One morning several weeks ago, I received a mysterious package in the mail. Inside was The Book of Forgiving, a handbook on the why and how of forgiveness written by peace activist Desmond Tutu and his daughter Mpho. With no note that identified the sender, the package felt like a gift sent from beyond—it inspired me reflect on the tremendous role forgiveness plays in recovering from an eating disorder.
Forgiveness is an essential part of recovery because, as Desmond Tutu says, “The only way to experience healing and peace is to forgive. Until we can forgive, we remain locked in our pain and locked out of the possibility of experiencing healing and freedom.” If we don’t forgive—our circumstances, others, and perhaps most importantly, ourselves—we will not achieve true, deep, and lasting wellness. But by forgiving, we reap tremendous health benefits: scientific research shows that forgiveness has proven to “reduce depression, increase hopefulness, decrease anger, improve spiritual connection, (and) increase emotional self-confidence.”
Forgiveness in My Recovery
When I was immersed in my eating disorder, I experienced many forms of resentment. Sometimes I felt victimized by the behaviors that prevented me from engaging in life fully. Other times I felt frustration with the ruminative, obsessive, and vicious thoughts that muddled my mind and made it so hard to concentrate. Often I felt anger towards my mother, father, friends, romantic partners, medical providers, teachers—anyone who enabled or triggered my ED.
As I gradually climbed out of the trenches of the disorder, I realized it was essential to let go of these resentments, angers, and hurts. In order to truly move on, I would need to forgive the traumas, biology, and environment that lay the groundwork of my disorder. I would need to forgive the people around me who perpetuated my disorder. I would need to forgive the nature of the disorder itself—the obsessions, compulsions, and other destructive repercussions I had endured for so many years. And most of all, I would need to forgive myself.
The Path to Forgiveness
In his book, Tutu notes how as human beings we are all inherently flawed. We make mistakes. We do harm, and we are harmed. But we all deserve to be forgiven, because we all deserve to return to the peace that is our natural state.
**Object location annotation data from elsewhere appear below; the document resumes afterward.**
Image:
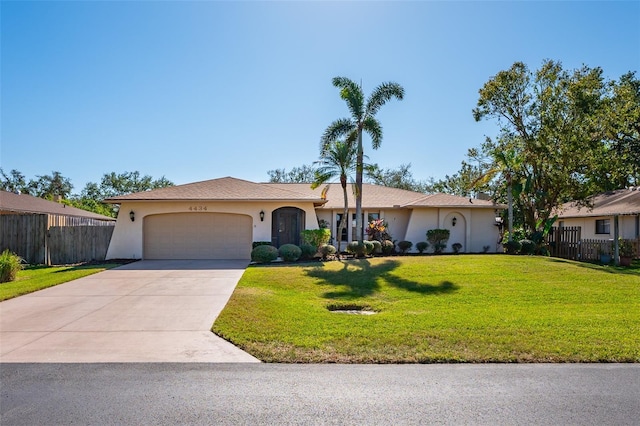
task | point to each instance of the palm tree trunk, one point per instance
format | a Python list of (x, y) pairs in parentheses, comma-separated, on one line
[(345, 214), (359, 169), (510, 211)]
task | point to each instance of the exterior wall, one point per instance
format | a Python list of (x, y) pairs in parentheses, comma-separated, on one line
[(474, 228), (628, 227), (397, 219), (484, 232), (127, 239)]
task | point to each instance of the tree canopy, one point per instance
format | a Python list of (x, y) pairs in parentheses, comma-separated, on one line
[(571, 134), (92, 196)]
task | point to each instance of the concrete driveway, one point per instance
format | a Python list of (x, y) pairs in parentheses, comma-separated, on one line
[(147, 311)]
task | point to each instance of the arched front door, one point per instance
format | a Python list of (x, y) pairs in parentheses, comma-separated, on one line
[(287, 224), (457, 230)]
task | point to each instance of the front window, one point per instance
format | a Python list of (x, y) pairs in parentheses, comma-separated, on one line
[(602, 226)]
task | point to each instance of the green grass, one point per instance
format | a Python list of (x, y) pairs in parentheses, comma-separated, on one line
[(34, 278), (470, 308)]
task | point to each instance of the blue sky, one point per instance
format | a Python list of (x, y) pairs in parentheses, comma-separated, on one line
[(196, 90)]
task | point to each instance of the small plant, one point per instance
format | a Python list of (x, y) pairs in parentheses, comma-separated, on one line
[(626, 248), (260, 243), (377, 230), (527, 247), (308, 251), (377, 247), (10, 264), (316, 237), (264, 254), (405, 246), (289, 252), (388, 247), (368, 247), (512, 247), (327, 251), (422, 246), (356, 248), (438, 239)]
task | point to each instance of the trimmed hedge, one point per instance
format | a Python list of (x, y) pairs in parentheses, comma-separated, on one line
[(10, 264), (290, 252), (405, 246), (264, 254)]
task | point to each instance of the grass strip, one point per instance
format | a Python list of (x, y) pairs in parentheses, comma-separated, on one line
[(430, 309)]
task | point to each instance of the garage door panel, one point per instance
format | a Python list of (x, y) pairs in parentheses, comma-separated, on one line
[(197, 236)]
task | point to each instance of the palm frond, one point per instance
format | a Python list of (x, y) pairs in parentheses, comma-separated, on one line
[(339, 128), (381, 95), (374, 129), (352, 93)]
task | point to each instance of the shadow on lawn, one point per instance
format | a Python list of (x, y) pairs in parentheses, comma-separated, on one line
[(363, 279), (634, 269)]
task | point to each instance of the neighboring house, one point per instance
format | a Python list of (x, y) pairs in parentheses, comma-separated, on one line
[(47, 232), (220, 218), (58, 214), (597, 222)]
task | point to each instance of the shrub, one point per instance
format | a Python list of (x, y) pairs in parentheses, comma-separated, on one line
[(438, 239), (260, 243), (316, 237), (264, 254), (356, 248), (327, 251), (308, 251), (527, 247), (405, 246), (368, 247), (289, 252), (422, 246), (512, 247), (377, 230), (388, 247), (10, 264)]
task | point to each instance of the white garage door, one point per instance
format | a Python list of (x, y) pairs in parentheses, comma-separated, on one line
[(197, 236)]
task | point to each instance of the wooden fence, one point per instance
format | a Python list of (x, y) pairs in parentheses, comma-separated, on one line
[(566, 243), (30, 237)]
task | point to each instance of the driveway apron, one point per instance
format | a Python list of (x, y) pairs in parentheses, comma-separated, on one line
[(146, 311)]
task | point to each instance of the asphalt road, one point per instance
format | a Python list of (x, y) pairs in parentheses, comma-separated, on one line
[(278, 394)]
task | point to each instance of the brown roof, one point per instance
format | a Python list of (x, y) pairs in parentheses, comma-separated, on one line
[(375, 196), (23, 203), (620, 202), (448, 200), (228, 188), (223, 189)]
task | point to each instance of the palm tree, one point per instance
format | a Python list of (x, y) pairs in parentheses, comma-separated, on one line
[(506, 163), (362, 120), (337, 160)]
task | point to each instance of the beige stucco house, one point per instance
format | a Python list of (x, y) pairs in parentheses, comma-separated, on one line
[(598, 220), (220, 218)]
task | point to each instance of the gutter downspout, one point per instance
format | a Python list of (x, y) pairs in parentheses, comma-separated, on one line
[(616, 245)]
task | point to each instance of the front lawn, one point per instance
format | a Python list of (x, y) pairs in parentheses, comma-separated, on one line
[(34, 278), (468, 308)]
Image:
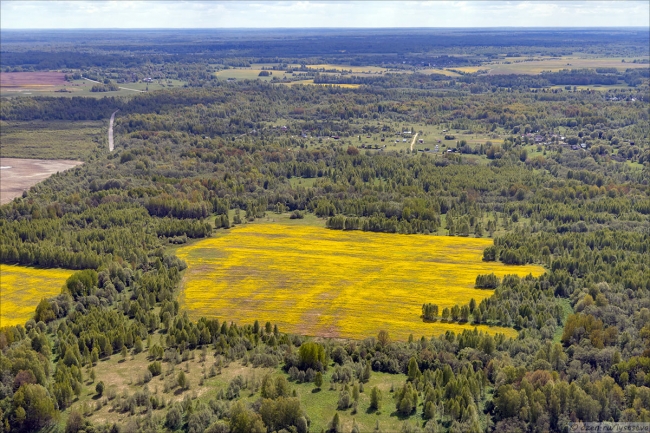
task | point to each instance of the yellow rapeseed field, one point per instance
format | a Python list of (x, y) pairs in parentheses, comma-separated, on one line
[(314, 281), (22, 288)]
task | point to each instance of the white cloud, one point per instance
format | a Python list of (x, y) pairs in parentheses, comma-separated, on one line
[(267, 14)]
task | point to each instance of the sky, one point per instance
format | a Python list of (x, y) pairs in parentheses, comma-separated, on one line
[(77, 14)]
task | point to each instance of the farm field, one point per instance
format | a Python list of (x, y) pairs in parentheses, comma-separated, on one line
[(336, 284), (353, 69), (311, 83), (246, 74), (22, 288), (54, 84), (18, 175), (31, 79), (517, 65), (52, 139), (126, 376)]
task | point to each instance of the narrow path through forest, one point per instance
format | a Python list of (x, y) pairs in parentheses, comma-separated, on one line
[(110, 131), (415, 137)]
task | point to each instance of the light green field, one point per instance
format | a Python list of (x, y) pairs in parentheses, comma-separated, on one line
[(353, 69), (83, 87), (126, 376), (541, 64), (247, 74)]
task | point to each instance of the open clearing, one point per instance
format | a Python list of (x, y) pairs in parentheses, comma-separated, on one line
[(54, 84), (332, 283), (52, 139), (537, 65), (18, 175), (22, 288), (31, 79)]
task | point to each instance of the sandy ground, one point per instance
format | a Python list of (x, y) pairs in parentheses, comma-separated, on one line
[(18, 175)]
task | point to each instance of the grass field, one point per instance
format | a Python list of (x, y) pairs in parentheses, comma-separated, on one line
[(353, 69), (122, 376), (536, 65), (320, 282), (52, 140), (82, 88), (311, 83), (22, 288), (247, 74)]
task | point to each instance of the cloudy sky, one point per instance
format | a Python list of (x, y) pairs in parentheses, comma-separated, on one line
[(263, 14)]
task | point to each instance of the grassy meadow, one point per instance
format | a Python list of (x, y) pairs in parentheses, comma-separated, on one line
[(22, 288), (329, 283), (126, 376), (53, 139)]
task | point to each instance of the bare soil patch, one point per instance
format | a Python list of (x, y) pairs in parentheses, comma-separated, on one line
[(27, 79), (18, 175)]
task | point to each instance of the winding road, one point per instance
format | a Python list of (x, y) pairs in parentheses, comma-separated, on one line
[(110, 131), (413, 141)]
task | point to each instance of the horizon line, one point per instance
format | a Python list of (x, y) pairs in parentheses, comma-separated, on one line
[(320, 28)]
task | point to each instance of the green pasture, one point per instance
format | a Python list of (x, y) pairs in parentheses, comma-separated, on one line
[(53, 139)]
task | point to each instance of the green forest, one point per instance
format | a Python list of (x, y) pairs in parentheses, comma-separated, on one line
[(555, 176)]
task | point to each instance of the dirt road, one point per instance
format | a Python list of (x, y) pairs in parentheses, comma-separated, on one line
[(110, 132), (415, 137)]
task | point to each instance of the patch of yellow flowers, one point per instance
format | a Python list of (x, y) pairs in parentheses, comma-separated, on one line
[(22, 288), (314, 281)]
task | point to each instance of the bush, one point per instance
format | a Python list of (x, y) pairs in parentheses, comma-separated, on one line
[(155, 368)]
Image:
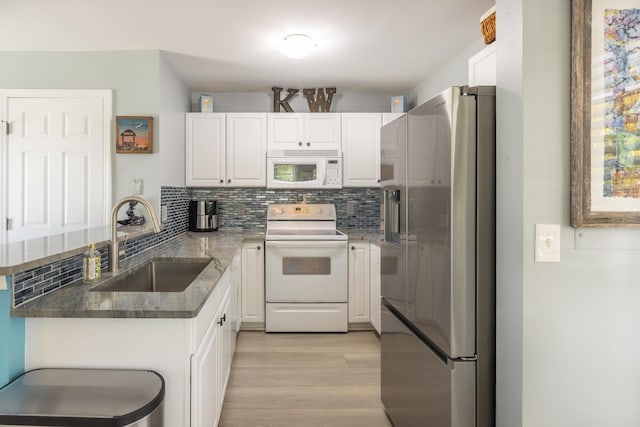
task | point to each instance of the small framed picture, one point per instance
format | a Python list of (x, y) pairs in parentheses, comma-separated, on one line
[(206, 104), (134, 134)]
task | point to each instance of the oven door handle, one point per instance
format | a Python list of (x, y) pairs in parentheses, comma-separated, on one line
[(306, 243)]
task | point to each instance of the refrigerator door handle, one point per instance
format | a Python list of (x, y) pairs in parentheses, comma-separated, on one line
[(392, 215)]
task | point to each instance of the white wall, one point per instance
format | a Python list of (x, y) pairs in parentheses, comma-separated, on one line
[(174, 102), (453, 73), (263, 102)]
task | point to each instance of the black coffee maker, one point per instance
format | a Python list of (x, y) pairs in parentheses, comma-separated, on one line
[(203, 215)]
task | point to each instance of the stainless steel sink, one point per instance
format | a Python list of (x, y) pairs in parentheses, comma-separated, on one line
[(158, 275)]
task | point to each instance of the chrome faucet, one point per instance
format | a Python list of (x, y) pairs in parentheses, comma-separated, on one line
[(114, 253)]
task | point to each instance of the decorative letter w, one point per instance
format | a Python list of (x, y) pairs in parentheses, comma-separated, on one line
[(319, 103)]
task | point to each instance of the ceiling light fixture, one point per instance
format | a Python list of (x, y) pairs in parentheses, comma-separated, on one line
[(297, 46)]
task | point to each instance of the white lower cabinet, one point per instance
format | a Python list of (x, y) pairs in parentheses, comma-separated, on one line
[(206, 382), (193, 355), (252, 283), (359, 283), (374, 289)]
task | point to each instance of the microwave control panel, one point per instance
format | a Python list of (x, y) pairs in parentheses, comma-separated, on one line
[(334, 176)]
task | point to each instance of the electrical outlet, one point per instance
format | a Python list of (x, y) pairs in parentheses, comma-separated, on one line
[(137, 186), (351, 208), (547, 245), (164, 214)]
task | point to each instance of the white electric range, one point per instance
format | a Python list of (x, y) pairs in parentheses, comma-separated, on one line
[(306, 286)]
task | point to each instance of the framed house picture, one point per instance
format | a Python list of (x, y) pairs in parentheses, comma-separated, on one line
[(605, 106), (134, 134)]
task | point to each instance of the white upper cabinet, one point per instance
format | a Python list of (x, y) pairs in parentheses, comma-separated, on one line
[(311, 131), (389, 117), (226, 149), (246, 149), (361, 149), (205, 155)]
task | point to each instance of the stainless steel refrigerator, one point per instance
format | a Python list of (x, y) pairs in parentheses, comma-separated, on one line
[(438, 262)]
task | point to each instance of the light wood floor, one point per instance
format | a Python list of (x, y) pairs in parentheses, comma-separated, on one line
[(305, 380)]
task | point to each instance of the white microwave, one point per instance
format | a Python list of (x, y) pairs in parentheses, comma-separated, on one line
[(304, 172)]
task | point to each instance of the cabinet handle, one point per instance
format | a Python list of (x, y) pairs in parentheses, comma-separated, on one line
[(223, 319)]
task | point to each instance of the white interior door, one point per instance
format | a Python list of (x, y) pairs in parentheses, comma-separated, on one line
[(57, 170)]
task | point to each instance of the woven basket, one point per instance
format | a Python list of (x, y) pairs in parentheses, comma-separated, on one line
[(488, 27)]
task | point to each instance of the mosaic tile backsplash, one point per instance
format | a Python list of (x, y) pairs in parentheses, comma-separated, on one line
[(246, 208), (38, 281)]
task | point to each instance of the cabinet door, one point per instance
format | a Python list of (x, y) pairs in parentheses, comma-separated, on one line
[(358, 282), (361, 149), (205, 149), (246, 150), (252, 292), (236, 285), (374, 280), (206, 400), (322, 131), (226, 346), (285, 131)]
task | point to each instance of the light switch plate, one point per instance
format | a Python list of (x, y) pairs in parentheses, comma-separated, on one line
[(547, 246), (164, 214), (351, 208), (137, 187)]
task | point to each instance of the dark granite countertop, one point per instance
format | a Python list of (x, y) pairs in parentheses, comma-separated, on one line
[(77, 299)]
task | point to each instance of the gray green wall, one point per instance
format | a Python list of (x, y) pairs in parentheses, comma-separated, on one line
[(142, 84)]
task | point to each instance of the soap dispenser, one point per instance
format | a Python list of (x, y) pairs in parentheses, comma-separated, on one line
[(91, 270)]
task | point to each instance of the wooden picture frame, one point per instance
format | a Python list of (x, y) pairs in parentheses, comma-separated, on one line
[(134, 134), (605, 142)]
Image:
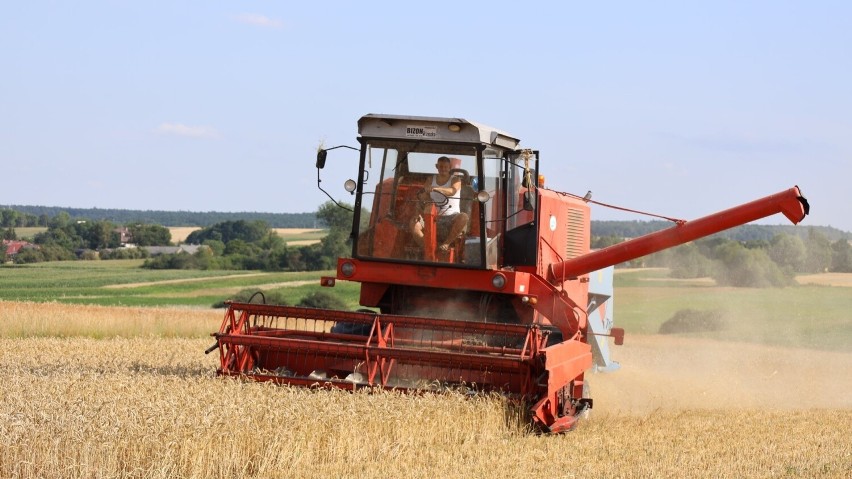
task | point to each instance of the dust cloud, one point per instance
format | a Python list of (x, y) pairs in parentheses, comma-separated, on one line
[(676, 373)]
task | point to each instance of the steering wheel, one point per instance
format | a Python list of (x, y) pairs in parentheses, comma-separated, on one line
[(463, 172)]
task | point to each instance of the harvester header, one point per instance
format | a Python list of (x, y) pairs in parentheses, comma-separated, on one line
[(472, 276)]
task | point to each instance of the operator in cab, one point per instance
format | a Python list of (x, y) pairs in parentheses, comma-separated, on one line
[(442, 190)]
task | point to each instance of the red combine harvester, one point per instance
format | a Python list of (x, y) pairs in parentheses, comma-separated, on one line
[(474, 276)]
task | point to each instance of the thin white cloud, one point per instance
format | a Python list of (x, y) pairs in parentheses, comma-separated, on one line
[(259, 20), (180, 129)]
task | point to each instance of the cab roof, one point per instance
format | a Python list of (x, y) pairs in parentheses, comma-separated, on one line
[(427, 128)]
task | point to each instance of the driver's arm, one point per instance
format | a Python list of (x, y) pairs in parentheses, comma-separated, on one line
[(448, 191)]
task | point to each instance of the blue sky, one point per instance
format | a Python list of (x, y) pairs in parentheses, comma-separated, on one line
[(677, 108)]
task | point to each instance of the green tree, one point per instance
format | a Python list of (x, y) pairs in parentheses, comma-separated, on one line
[(841, 256), (788, 252), (9, 234), (740, 266), (818, 258), (150, 235)]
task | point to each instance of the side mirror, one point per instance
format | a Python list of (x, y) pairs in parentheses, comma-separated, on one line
[(321, 155), (529, 200)]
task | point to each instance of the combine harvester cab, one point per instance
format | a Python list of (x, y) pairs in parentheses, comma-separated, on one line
[(484, 282)]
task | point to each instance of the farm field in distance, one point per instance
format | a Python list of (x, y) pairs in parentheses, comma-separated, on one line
[(118, 386)]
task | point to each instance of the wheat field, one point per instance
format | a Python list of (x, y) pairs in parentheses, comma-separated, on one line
[(143, 401)]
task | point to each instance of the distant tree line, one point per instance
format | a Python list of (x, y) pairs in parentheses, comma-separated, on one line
[(246, 244), (67, 239), (21, 216)]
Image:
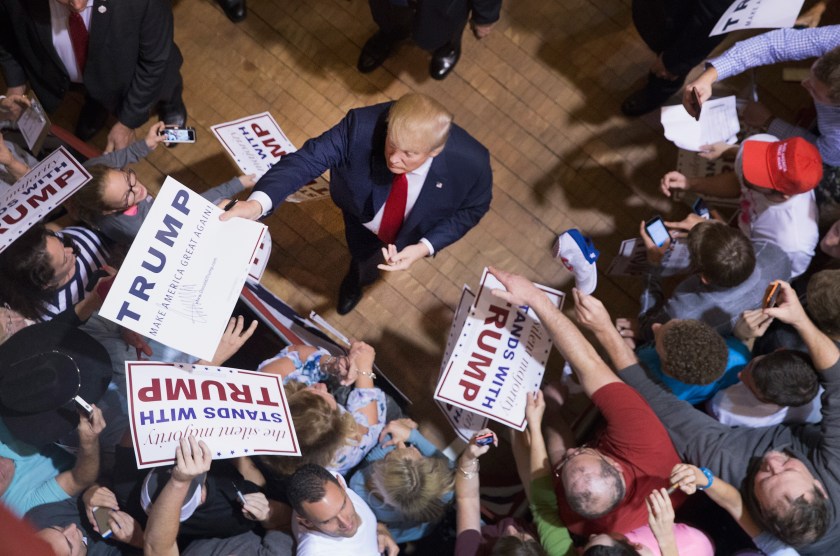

Forgiveness is a choice and a practice that can be undertaken in distinct steps. Tutu created a Fourfold Path to Forgiveness that involves:
- Telling the Story
- Naming the Hurt
- Granting Forgiveness
- Renewing or Releasing the Relationship
In my own recovery, it began by looking honestly at my story and disclosing the facts of my experiences with others, through both writing and speaking. Then I attached feelings to the facts: I shared my raw and painful experiences of anger, grief, loneliness, panic, unworthiness, and shame. Next—and this is often the hardest part for me—I granted myself forgiveness by letting go of the guilt story and the victim story, and chose to adopt the story that I am a flawed but resilient and courageous human doing the best I can by choosing recovery. This led to the renewal of my relationship with myself: I committed to being my own best friend and greatest ally, and putting an end to the war with myself that I had endured in my eating disorder.
I have had to repeat this practice of self-forgiveness many times, for while it is a simple process of just four steps, it is far from an easy one. Tutu encourages us to “choose forgiveness over and over again, and cultivate it as a quality of our character.” The more I engage in forgiveness—over small daily pains to large-scale life sufferings—the more instinctual it becomes.
Ways to Begin
If you want to explore practicing forgiveness in your own life, these resources can help you get started.
- Participate in the Forgiveness Challenge, a virtual global mission initiated by Desmond and Mpho Tutu that walks you through the four steps of Fourfold Path.
- Get inspired by the real stories of extraordinary acts of forgiveness collected by The Forgiveness Project.
- Use The Book of Forgiving as a handbook: it includes meditations, rituals, and journal exercises at the end of each chapter.